One other factor.  The Derby winner, by definition, has been primed to run for his life in the Derby.  John Gosden prepared Golden Horn meticulously for the Derby, even if he was a 10th-hour addition to the race.

If the Derby winner runs in the Eclipse, it is an after-thought for him.  It is a race that comes onto the Derby winner’s radar – if it does at all – only after he has won the Derby.  It can’t be any other way.  The plan is not that the Derby will bring him forward for the Eclipse.  The Derby is the plan.

In The Grey Gatsby, Golden Horn meets a top class older horse today who is competing over his optimum trip.  In Cougar Mountain, he meets an older progressive rival who could progress again for the step up to 10 furlongs, and in Western Hymn he meets a horse who is three for three over today’s course and distance.  Add to that the fact that this could be a slowly-run race, a tactically run affair with no obvious pace-setter.  Golden Horn may win impressively, but, given the evidence that we have at this juncture, it should be easy to find better 4/11 shots.

Simple solution

You know the way the British are dominating the Irish sprint handicaps these days?  You know the way they filled the first three places in the Rockingham on Sunday from five runners, and you know the way they finished first, third and fourth in the Scurry last year from six runners, and first, third, fourth and fifth in the Premier Sprint Handicap at The Curragh last September from seven runners, and first and second in the Rockingham last year from four runners?  You getting the picture?  And you know the way we’re looking at ways in which we can keep these prizes at home?  (We’re not?  Really?)

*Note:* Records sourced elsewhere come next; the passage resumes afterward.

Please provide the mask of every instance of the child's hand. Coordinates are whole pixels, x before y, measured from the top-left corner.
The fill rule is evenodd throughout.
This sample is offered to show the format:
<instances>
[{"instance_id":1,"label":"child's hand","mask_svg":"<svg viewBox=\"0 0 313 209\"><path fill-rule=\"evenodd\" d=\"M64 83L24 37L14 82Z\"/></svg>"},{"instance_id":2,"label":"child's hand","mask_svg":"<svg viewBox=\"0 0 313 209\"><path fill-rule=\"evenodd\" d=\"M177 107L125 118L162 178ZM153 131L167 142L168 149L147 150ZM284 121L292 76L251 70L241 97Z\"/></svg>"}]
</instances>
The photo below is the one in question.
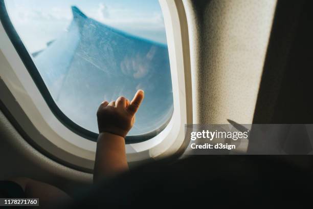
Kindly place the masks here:
<instances>
[{"instance_id":1,"label":"child's hand","mask_svg":"<svg viewBox=\"0 0 313 209\"><path fill-rule=\"evenodd\" d=\"M135 121L135 113L144 98L144 92L138 90L133 99L129 101L123 97L109 103L104 101L97 112L99 132L107 132L124 138Z\"/></svg>"}]
</instances>

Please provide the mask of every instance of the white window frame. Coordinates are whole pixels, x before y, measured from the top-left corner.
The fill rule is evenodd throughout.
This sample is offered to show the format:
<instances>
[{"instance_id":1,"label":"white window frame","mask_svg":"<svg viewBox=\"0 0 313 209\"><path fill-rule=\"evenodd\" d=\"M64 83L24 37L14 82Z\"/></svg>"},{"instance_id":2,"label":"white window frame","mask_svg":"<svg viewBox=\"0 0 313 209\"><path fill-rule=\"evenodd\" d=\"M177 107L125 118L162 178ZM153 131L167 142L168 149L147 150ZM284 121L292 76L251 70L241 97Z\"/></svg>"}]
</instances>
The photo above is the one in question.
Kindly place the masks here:
<instances>
[{"instance_id":1,"label":"white window frame","mask_svg":"<svg viewBox=\"0 0 313 209\"><path fill-rule=\"evenodd\" d=\"M183 1L159 0L166 31L173 89L174 111L168 126L154 137L126 144L129 162L168 156L183 149L185 124L192 123L190 63L188 27ZM75 165L84 168L80 159L90 160L92 168L96 143L63 124L51 111L37 89L0 23L0 76L23 111L44 138L76 157ZM7 62L8 65L3 65ZM96 113L95 113L96 114ZM27 130L25 130L26 132ZM41 144L42 144L41 143ZM41 148L49 152L49 147ZM63 159L66 161L66 158ZM72 164L73 163L71 161Z\"/></svg>"}]
</instances>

Well, in the Scurry last year, the three British-trained runners who finished first, third and fourth emerged from stalls 18, 21 and 25 respectively of 25 declarations, 23 runners.  Keep in mind now that, on the sprint track at The Curragh, barring something untoward, you probably want to be drawn high, you probably want to race as close as you can to the Kildare road.

In the Premier Handicap at The Curragh in September, the four British runners who finished first, third, fourth and fifth emerged, respectively, from stalls 19, 15, nine and 20 of 21 declarations, 20 runners.  And on Sunday, the three British raiders who filled the first three places raced, respectively, from stalls 24, 23 and 22 of 24 declarations, 21 runners.  (Incidentally, the Tricast paid €745.30.  How easy was that?)

Solution?  Easy-peasy.  Put the raiders in stalls one, two and three for starters.  Maybe put one in stall seven or eight and another in 10 or 11 for aesthetics.  Then look to the skies and say that you can’t believe how unlucky they have been with the allocation of stalls.

Whatever happened to the visitors’ draw?

New race at Cheltenham

So, it looks like the new race at the Cheltenham Festival – the worst-kept secret since Wally’s exact whereabouts – is going to be a mares’ novices’ hurdle.  Or a mares’ chase.  It looks like it’s going to be a mares’ something anyway.

Wait now for the status.  If it is given Grade 1 status for its inaugural running, you have to hope that the prize money will be commensurate with such a status.  That is imperative.

That will be 28 races then, with the sad demise of the charity race.  Seven on each of the four days.  Just two more races and you can have five days with six races each, but that wouldn’t be good.  There have been denials a-plenty, but you have to hope that they resist the temptation to grab a fifth day.

Stop stretching the elastic.  You cannot define the point at which it will snap.